Pablo Agüero livre une trilogie post mortem dédiée à la mémoire d’Eva Perón. Ni biographie, ni récit historique ou politique, sans militantisme, Eva ne dort pas se décline en un triple huis clos audacieux sur la forme comme sur le fond. Entre onirisme et surréalisme, ce film étrange, fascinant, artistiquement ambitieux, déroule de longs plans séquences baignés dans de somptueux clairs-obscurs.
1952, Eva Perón vient de mourir à 33 ans. Elle est la figure politique la plus aimée et la plus haïe d’Argentine. On charge un spécialiste de l’embaumer. Des années d’effort, une parfaite réussite. Mais les coups d’état se succèdent et certains dictateurs veulent détruire jusqu’au souvenir d’Evita dans la mémoire populaire. Son corps devient l’enjeu des forces qui s’affrontent pendant 25 ans. Durant ce quart de siècle, Evita aura eu plus de pouvoir que n’importe quelle personnalité de son vivant.
Evita et Eva
Sous le titre Eva ne dort pas, Pablo Agüero porte à l’écran Evita, son scénario récompensé du Grand Prix Sopadin 2012 et adapté l’année suivante pour la radio par Denis Lavant et Jeanne Moreau.

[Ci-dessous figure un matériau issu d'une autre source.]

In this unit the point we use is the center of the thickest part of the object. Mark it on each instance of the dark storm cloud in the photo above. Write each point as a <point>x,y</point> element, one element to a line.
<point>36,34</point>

Épouse de Juan Perón président argentin jusqu’en 1955, Eva Perón, décédée en 1952, continua de vivre dans les idéaux de nombreux Argentins. Mère de l’insurrection face à l’appropriation des richesses par les oligarques locaux, emblème de la lutte contre l’impérialisme américain, symbole des avancées observées en Argentine en matière de justice sociale, elle demeurera, même après sa mort, un danger pour les pouvoirs militaires qui jalonnèrent la vie politique argentine durant de longues décennies. Jusqu’à son rapatriement en 1973, sa dépouille embaumée a été au cœur d’enjeux politiques. Après le coup d’état de 1976, l’armée enterra Evita sous 6 mètres de béton…
Une trilogie…
Si nous excluons la scène d’ouverture (visuellement très travaillée et remarquable), Pablo Agüero a opté pour une narration linéaire et chronologique découpée en trois parties d’une durée progressivement plus longue. Chacune est titrée par l’annonce du rôle de son personnage central.

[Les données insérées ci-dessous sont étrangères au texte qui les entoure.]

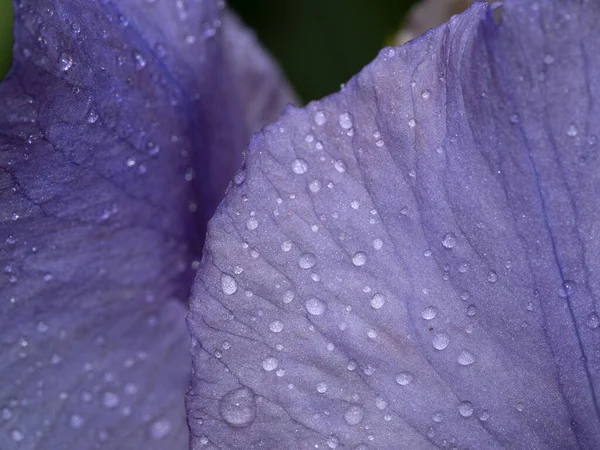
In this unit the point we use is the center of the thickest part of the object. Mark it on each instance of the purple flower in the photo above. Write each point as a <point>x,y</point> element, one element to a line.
<point>409,263</point>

D’abord l’embaumeur, le docteur Ara (Imanol Arias) chargé en 1952 d’embaumer le corps de la défunte qui sera ensuite exposé à la population argentine. Puis le transporteur, le colonel Koenig (Denis Lavant) responsable en 1956 du transport de la dépouille après son rapt par le régime militaire en place depuis un an. Enfin le dictateur, le général Aramburu (Daniel Fanego) captif en 1969 d’un groupuscule communiste qui cherchait à savoir où se trouvait la dépouille d’Eva Perón.
Nous avons donc affaire à une sorte de trilogie articulée autour de trois hommes auxquels il faut ajouter l’amiral Massera (Gael García Bernal), figure d’ouverture et de clôture de Eva ne dort pas. Casting serré et quasi exclusivement masculin pour un film concis (85 minutes) qui embrasse 25 ans de l’histoire tumultueuse de l’Argentine. Un récit inévitablement elliptique qui prend donc appui sur trois jalons historiques et autant de huis clos à l’ambiance tour à tour surréaliste, violente et claustrophobe. Le réalisateur contrebalance habilement ces huis clos par l’insertion d’images d’archives ouvertes sur le peuple argentin.
… là où nous ne l’attendions pas
Trilogie post mortem, Eva ne dort pas ne peut donc être classé parmi les films biographiques (Evita n’est évoquée que par quelques images d’archives). Ce n’est pas non plus un récit ou une reconstitution historique de l’aveu même de Pablo Agüero qui confesse que « ceci n’est pas la vérité mais ma vérité » et indique avoir réalisé son long métrage « comme s’il s’agissait d’un film fantastique, un thriller onirique« . Ainsi, le film surprend par son positionnement du côté des monstres sans en adopter les propos car il n’est ni militant ni politique.
A l’audace narrative, il nous faut adjoindre l’ambition formelle du réalisateur qui permet à son œuvre d’échapper également au genre documentaire. Les nombreux jeux sur les matières mais aussi sur les ombres et les lumières (gestion précise des clairs-obscurs) parent son long métrage de belles fulgurances visuelles. Crépusculaire, tourné en longs plans séquences, le film gagne du même coup en étrangeté et devient fascinant.
Avec Evita ne dort pas, Pablo Agüero nous propose un exercice de style frôlant parfois le cinéma expérimental. Au final, si l’argument du film est unique et entièrement dédié à Eva Perón, il est déployé par une forme multiple tout aussi variée et recherchée. Indéniablement très maîtrisé, le produit fini se révèle étrange, surprenant et artistiquement ambitieux.